Market at a Glance - 2/25/2016
By: Christopher Mistal
February 25, 2016
2/24/2016: Dow 16484.99 | S&P 1929.80 | NASDAQ 4542.61 | Russell 2K 1022.08 | NYSE 9506.07 | Value Line Arith 4105.64
Psychological: Bearish. According to the most recent Investor’s Intelligence Advisor Sentiment survey, bearish advisors are still the majority even though their number declined slightly from 39.8% last week to 35.7% this week. Bearish sentiment had nearly reached the level from the fall of 2011 in mid-February. At that extreme then a bounce seemed likely and that is what has transpired.
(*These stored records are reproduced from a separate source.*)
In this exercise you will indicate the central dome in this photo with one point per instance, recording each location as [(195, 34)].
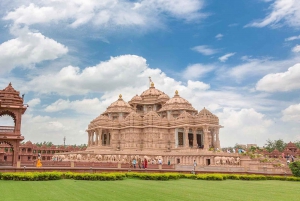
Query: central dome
[(177, 103), (151, 92), (119, 106)]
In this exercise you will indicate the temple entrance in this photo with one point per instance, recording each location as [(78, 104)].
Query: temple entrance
[(208, 161), (199, 140), (190, 136), (105, 139), (180, 138), (6, 154)]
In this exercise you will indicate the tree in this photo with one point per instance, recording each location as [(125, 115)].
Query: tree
[(276, 144), (297, 143), (295, 168)]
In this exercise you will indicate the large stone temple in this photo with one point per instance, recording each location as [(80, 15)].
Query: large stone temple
[(153, 123)]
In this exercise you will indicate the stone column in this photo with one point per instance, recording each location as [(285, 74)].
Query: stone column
[(206, 133), (218, 139), (186, 137), (99, 136), (195, 145), (89, 138)]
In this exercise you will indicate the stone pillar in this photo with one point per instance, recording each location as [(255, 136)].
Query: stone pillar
[(89, 138), (97, 134), (186, 137), (195, 145), (206, 133), (218, 139)]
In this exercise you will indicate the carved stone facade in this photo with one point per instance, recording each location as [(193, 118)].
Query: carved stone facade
[(11, 104), (153, 122)]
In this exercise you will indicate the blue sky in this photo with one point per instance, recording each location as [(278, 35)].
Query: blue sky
[(239, 59)]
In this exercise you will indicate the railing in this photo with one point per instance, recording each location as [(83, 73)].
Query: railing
[(7, 129)]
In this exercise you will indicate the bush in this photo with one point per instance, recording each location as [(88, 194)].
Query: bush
[(31, 176), (295, 168)]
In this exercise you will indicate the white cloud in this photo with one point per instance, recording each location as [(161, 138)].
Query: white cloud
[(296, 49), (292, 38), (105, 13), (285, 81), (283, 12), (28, 49), (197, 70), (37, 128), (197, 85), (292, 113), (219, 36), (243, 126), (34, 102), (262, 67), (80, 106), (205, 50), (225, 57)]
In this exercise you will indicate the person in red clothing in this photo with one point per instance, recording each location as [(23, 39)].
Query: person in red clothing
[(145, 163)]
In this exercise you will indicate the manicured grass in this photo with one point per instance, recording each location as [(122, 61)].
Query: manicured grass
[(134, 189)]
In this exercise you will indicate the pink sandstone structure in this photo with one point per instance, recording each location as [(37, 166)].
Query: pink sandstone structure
[(11, 104), (153, 125)]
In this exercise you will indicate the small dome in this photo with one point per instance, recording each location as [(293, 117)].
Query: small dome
[(136, 98), (206, 115), (119, 106), (177, 103), (163, 97), (151, 92)]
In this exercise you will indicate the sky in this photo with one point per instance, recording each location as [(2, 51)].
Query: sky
[(240, 59)]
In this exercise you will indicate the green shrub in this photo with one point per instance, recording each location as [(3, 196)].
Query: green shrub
[(295, 168)]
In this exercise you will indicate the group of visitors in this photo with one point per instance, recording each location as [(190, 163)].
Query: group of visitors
[(141, 163)]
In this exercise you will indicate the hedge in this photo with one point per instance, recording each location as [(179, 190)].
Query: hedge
[(44, 176), (295, 168)]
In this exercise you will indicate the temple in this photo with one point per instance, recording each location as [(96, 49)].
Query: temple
[(153, 122), (11, 104)]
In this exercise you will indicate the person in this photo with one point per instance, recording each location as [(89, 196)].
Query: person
[(288, 159), (145, 163), (133, 162), (195, 164), (139, 162)]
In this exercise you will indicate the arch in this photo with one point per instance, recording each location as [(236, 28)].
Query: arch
[(8, 157), (9, 113)]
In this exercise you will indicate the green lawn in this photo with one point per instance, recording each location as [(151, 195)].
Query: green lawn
[(134, 189)]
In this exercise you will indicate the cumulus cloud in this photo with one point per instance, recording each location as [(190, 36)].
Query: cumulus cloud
[(105, 13), (225, 57), (286, 81), (219, 36), (40, 128), (80, 106), (28, 49), (243, 126), (262, 67), (205, 50), (292, 113), (197, 70), (34, 102), (292, 38), (282, 12), (296, 49)]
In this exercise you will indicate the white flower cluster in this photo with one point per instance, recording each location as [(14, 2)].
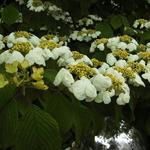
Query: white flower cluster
[(100, 83), (124, 42), (58, 39), (58, 14), (89, 20), (24, 46), (142, 24), (35, 5), (85, 35), (87, 79)]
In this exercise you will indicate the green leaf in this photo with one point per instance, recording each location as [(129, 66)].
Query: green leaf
[(82, 120), (147, 126), (145, 36), (10, 14), (105, 28), (125, 21), (6, 94), (60, 108), (37, 130), (116, 21), (8, 122)]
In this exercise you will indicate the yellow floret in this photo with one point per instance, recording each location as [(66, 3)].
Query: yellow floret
[(81, 69), (23, 47), (77, 55), (96, 63), (123, 54), (48, 44)]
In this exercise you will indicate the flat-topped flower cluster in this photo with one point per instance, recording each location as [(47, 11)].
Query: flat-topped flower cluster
[(24, 56)]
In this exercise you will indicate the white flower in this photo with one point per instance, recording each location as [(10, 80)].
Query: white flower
[(85, 59), (110, 59), (103, 68), (84, 89), (47, 54), (15, 56), (64, 77), (133, 57), (113, 42), (122, 45), (20, 39), (146, 76), (101, 46), (101, 82), (131, 47), (104, 96), (93, 47), (147, 24), (62, 51), (4, 56), (123, 98), (137, 81), (64, 62), (36, 56), (2, 45), (34, 40), (20, 2), (31, 6), (136, 24)]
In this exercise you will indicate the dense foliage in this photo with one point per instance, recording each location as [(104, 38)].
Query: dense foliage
[(66, 65)]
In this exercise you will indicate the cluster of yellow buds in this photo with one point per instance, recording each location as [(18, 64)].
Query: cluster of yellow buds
[(81, 69), (23, 34), (116, 83), (23, 47), (126, 38), (123, 54), (96, 63), (144, 55), (77, 55), (48, 44), (126, 72), (37, 76), (137, 67)]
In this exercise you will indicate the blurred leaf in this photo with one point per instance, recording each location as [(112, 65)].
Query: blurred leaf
[(145, 36), (125, 21), (60, 108), (37, 130), (6, 94), (10, 14), (105, 28), (116, 21), (82, 119), (147, 126), (8, 121)]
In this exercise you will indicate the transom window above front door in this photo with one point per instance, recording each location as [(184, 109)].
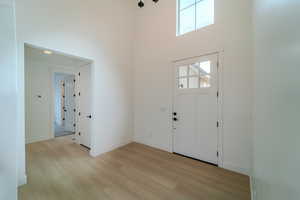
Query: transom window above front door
[(193, 15), (194, 76)]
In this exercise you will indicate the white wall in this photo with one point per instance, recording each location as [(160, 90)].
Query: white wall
[(98, 30), (38, 110), (156, 46), (8, 96), (277, 97)]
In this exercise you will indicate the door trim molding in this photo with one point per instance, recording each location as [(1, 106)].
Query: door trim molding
[(220, 61)]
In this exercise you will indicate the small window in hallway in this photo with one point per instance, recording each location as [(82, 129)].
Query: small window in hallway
[(193, 15)]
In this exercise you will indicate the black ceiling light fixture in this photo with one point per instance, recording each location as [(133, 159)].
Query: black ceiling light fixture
[(142, 4)]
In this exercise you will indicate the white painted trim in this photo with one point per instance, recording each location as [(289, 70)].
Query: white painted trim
[(22, 180), (220, 61), (235, 168), (52, 77), (253, 188)]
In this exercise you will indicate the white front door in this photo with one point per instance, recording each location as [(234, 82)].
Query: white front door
[(195, 115), (84, 106), (69, 103)]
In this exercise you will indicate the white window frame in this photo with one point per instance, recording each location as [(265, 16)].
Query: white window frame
[(178, 18)]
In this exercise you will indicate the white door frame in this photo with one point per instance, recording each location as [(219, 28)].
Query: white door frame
[(53, 71), (220, 66)]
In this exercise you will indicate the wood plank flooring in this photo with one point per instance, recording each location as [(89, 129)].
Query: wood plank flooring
[(58, 169)]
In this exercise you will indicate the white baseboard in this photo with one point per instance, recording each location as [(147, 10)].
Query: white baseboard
[(236, 168), (22, 180)]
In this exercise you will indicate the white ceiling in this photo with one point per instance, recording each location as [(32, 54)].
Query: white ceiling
[(56, 58)]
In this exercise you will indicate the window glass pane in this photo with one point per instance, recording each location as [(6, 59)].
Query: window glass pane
[(194, 69), (182, 71), (204, 13), (187, 20), (205, 67), (194, 82), (205, 81), (182, 83), (186, 3)]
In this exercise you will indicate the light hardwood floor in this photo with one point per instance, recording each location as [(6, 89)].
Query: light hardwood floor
[(58, 169)]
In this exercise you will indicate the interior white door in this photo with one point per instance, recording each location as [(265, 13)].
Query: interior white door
[(84, 105), (195, 116)]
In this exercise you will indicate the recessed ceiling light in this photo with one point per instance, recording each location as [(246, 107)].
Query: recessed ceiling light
[(47, 52)]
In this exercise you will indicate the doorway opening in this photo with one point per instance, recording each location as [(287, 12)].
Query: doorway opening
[(197, 109), (65, 104), (57, 96)]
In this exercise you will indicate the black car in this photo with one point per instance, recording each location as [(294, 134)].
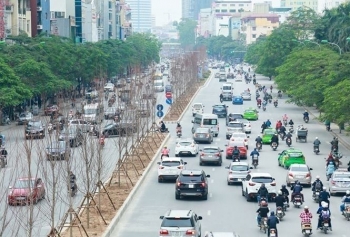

Further market follow through is likely needed for bulls to regain their lost confidence. 
Fundamental: Resilient. The U.S. labor market continues to make gains even as the global macro picture is tepid. The U.S. Unemployment Rate slipped to 4.9% in January as 151k new jobs were added. Corporate earnings could see some relief from the strong U.S. dollar headwind in Q2 and beyond, provided the dollar remains range bound. Commodity and energy prices are still a drag for suppliers, but not so much for consumers. If oil can find stability, which it looks like it is trying to do, the outlook for commodity and energy suppliers would also improve.
Technical: At Resistance. DJIA and S&P 500 have managed to poke through resistance around their respective early February highs however; NASDAQ and Russell 2000 have not. Today DJIA and S&P 500 are fighting to reclaim their 50-day moving averages. Until NASDAQ and Russell 2000 can catch up and take the lead, any meaningful move higher from current levels is less likely. The current bounce has also pulled Stochastic, relative strength and MACD indicators near overbought levels. Absent tech and small-cap support, a pause and/or retest of February’s lows is likely.  
Monetary: 0.25-0.50%. Next Fed meeting is March 15-16 and it includes the Summary of Economic Projections and a press conference by the Chair. Based upon CME Group’s FedWatch Tool, there is currently just a 6% probability of a rate hike at this meeting. Interest rates are still historically low, just not as low as they are in other places or even the recent past. Overall, policy is still highly accommodative; it just does not “feel” like it.
Seasonal: Bullish. Normally a decent performing market month, March is just average in election years with advances 62.5% of the time with a 0.6% average DJIA gain since 1952. S&P 500 has also advanced 62.5% of the time since 1952, but gains have been slightly better at 0.8%, on average. However, March is NASDAQ’s second worst month of the election year (since 1972). It is also the Russell 1000 and Russell 2000 second worst month by average performance in election years (since 1980).